If anyone saw ACU’s first-round upset coming, it was Heitman.

The Hogan head coach learned about Daniels as a seventh grader. True to his NCAA Tournament performance, Heitman discovered Daniels much like basketball fans around the world did this March. The Wildcats just so happen to embody the same “junkyard dog” mantra that was once printed on Hogan Prep practice jerseys.

“I was told then that this kid had always played up,” Heitman said. “When he was in fourth grade, he was playing against fifth and sixth graders, when he was in second grade, he was playing against older kids. It stuck out because he is that undersized and playing against guys that are three or four years older. That says a lot.”

Coach Heitman says it’s cliche, but Daniels is “a dog.” In his four years at Hogan Prep, Daniels improved his three point shooting significantly, sewed stories of improbable comebacks and serious speed into Hogan hoops lore and won a Missouri State Championship.

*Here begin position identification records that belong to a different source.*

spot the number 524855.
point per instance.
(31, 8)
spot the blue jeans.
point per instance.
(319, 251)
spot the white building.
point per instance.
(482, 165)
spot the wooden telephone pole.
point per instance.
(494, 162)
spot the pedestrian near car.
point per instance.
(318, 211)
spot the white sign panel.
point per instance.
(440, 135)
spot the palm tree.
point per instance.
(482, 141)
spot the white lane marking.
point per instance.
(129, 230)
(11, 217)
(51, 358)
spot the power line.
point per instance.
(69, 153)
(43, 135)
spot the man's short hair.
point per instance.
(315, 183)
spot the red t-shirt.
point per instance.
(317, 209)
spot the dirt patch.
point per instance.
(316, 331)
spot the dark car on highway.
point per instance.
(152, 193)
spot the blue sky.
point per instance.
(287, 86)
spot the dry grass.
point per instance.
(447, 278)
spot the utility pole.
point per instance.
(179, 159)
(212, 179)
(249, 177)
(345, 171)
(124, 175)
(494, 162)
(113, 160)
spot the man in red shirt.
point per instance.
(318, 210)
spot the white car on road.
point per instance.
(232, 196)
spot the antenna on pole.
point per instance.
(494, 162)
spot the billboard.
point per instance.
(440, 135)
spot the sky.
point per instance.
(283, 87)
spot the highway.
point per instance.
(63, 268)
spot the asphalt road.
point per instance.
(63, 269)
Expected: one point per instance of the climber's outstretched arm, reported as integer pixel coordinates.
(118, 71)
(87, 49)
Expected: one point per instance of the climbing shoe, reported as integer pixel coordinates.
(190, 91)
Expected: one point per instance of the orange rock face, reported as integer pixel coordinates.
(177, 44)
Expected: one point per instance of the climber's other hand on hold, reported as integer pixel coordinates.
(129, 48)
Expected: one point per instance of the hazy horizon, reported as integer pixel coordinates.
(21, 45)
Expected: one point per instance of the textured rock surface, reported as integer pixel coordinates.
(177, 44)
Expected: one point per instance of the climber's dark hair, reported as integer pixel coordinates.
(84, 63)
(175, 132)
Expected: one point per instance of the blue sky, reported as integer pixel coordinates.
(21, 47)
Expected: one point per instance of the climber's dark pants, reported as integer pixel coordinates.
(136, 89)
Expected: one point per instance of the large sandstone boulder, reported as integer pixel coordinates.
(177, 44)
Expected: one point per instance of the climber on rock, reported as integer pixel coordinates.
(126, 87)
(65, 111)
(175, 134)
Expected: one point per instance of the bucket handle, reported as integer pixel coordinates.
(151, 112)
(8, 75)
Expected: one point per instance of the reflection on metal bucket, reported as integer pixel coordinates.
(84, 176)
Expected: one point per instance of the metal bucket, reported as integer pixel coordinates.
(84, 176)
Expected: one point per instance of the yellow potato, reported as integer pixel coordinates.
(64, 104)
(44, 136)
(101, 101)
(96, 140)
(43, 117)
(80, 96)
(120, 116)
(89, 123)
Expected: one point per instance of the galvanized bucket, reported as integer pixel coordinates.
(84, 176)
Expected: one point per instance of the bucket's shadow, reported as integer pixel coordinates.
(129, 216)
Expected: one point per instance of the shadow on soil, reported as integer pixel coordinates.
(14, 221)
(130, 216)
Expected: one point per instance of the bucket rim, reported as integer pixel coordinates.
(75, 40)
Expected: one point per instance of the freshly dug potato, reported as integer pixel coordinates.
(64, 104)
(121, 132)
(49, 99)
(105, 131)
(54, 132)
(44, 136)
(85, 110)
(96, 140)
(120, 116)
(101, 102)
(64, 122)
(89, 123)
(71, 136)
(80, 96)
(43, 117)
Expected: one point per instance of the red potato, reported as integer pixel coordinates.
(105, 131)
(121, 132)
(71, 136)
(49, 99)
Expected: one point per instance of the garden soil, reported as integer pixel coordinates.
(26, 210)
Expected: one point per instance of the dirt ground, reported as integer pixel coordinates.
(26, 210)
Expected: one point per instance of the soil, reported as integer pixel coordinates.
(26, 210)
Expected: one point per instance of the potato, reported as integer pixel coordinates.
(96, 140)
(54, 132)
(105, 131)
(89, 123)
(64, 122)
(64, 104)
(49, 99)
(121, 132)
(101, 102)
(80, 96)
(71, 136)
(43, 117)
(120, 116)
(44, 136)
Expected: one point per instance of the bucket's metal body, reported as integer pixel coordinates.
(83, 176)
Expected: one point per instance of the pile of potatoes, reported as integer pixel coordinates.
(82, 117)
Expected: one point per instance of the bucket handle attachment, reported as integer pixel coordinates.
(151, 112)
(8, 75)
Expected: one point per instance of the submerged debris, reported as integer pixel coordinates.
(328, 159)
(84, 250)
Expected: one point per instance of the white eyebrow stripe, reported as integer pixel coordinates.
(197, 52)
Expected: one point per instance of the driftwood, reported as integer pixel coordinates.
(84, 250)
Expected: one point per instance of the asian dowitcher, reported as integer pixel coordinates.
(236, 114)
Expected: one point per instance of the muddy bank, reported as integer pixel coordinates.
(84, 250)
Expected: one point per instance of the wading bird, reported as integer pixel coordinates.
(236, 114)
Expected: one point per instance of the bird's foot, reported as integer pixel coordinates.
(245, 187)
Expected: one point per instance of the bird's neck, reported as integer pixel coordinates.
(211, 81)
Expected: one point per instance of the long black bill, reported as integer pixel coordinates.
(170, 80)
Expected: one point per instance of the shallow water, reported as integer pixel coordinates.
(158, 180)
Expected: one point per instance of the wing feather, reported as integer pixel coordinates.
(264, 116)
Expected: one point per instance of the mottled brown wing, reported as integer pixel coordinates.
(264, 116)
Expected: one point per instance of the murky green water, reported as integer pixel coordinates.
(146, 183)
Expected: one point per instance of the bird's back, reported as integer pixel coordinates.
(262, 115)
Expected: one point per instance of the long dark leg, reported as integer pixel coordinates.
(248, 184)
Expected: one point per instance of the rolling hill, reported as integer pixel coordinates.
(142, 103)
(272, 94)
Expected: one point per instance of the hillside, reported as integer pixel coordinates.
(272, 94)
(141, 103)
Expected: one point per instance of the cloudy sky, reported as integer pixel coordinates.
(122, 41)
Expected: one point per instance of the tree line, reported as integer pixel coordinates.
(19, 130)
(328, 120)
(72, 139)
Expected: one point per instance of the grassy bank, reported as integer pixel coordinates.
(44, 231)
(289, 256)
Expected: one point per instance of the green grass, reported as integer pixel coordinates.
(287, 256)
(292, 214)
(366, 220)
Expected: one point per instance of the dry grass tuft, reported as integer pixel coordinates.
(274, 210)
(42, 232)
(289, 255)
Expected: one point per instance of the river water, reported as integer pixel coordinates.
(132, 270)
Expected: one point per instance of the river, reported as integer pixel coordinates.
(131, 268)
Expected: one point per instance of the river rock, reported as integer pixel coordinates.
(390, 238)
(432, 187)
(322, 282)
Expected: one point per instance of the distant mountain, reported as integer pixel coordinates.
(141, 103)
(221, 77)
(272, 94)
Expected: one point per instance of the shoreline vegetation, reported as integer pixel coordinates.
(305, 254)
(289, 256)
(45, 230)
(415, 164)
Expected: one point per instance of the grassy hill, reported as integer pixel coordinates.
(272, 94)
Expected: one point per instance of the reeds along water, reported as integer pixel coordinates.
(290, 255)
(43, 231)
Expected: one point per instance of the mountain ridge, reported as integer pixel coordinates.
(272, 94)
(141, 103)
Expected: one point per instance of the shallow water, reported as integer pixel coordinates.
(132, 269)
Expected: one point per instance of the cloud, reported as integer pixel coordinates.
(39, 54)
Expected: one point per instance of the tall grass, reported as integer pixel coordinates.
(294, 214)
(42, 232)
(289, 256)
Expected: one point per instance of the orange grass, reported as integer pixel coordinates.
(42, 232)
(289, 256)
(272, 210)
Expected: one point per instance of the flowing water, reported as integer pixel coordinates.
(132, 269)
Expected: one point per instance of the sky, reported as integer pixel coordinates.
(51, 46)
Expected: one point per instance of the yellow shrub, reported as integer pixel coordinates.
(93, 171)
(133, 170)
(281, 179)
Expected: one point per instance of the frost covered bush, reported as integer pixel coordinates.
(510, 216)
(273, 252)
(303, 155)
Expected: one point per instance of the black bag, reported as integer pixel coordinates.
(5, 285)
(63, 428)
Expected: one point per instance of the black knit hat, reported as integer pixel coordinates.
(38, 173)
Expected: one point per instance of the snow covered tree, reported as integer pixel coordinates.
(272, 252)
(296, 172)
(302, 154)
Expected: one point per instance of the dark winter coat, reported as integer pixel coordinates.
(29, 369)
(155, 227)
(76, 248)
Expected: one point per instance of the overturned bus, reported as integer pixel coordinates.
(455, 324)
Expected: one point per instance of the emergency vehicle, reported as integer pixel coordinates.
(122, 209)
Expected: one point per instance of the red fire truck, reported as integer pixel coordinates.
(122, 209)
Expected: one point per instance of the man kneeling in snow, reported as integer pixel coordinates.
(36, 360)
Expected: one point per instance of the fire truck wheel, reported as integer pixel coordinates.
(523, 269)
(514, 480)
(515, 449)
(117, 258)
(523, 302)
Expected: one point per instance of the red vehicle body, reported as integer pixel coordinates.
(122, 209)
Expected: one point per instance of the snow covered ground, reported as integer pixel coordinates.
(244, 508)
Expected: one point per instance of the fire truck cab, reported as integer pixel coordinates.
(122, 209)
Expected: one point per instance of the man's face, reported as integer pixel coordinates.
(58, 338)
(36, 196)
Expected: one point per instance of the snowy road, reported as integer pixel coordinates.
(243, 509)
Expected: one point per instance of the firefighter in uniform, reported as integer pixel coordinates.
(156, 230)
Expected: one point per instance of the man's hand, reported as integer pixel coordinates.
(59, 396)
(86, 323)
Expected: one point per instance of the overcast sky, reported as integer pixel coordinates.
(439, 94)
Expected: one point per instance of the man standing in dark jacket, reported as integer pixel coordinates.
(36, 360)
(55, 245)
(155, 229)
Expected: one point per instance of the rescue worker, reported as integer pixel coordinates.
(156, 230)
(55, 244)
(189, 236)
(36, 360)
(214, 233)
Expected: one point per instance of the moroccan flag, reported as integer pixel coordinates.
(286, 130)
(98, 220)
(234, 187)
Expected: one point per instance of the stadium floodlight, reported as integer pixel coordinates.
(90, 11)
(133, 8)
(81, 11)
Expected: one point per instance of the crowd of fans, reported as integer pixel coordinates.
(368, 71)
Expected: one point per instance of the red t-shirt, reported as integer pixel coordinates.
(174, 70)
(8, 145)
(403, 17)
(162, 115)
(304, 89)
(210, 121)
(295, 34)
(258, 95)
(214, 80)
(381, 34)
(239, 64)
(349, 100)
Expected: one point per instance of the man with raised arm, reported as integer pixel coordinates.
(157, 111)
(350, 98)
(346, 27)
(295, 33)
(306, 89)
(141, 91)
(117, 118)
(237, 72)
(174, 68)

Following his senior season, Daniels was discovered by ACU assistant coach Antonio Bostic, a graduate of Shawnee Mission West High School.

A lifetime of watching Kansas City-area players take their talents to the next level prepared Daniels for what came next. He received and accepted his sole Division I offer from Abilene Christian and the rest is history.

“You couldn’t pick a better representative to be a part of college basketball and the NCAA Tournament coming from Hogan Prep, given our lack of resources and stuff like that,” Heitman said. “Damien certainly embodies some of the hardships that we as a school have had to overcome. To see him be that successful makes it that much sweeter for anyone with ties to Hogan Prep.”

Daniels takes pride in his path.

“I feel like I’m just showing kids that you really don’t have to go to the Blue Valleys, even to the Mieges to be recruited and be on the big stage,” Daniels said. “You can do it in the inner city, it doesn’t matter, you can do it from anywhere.”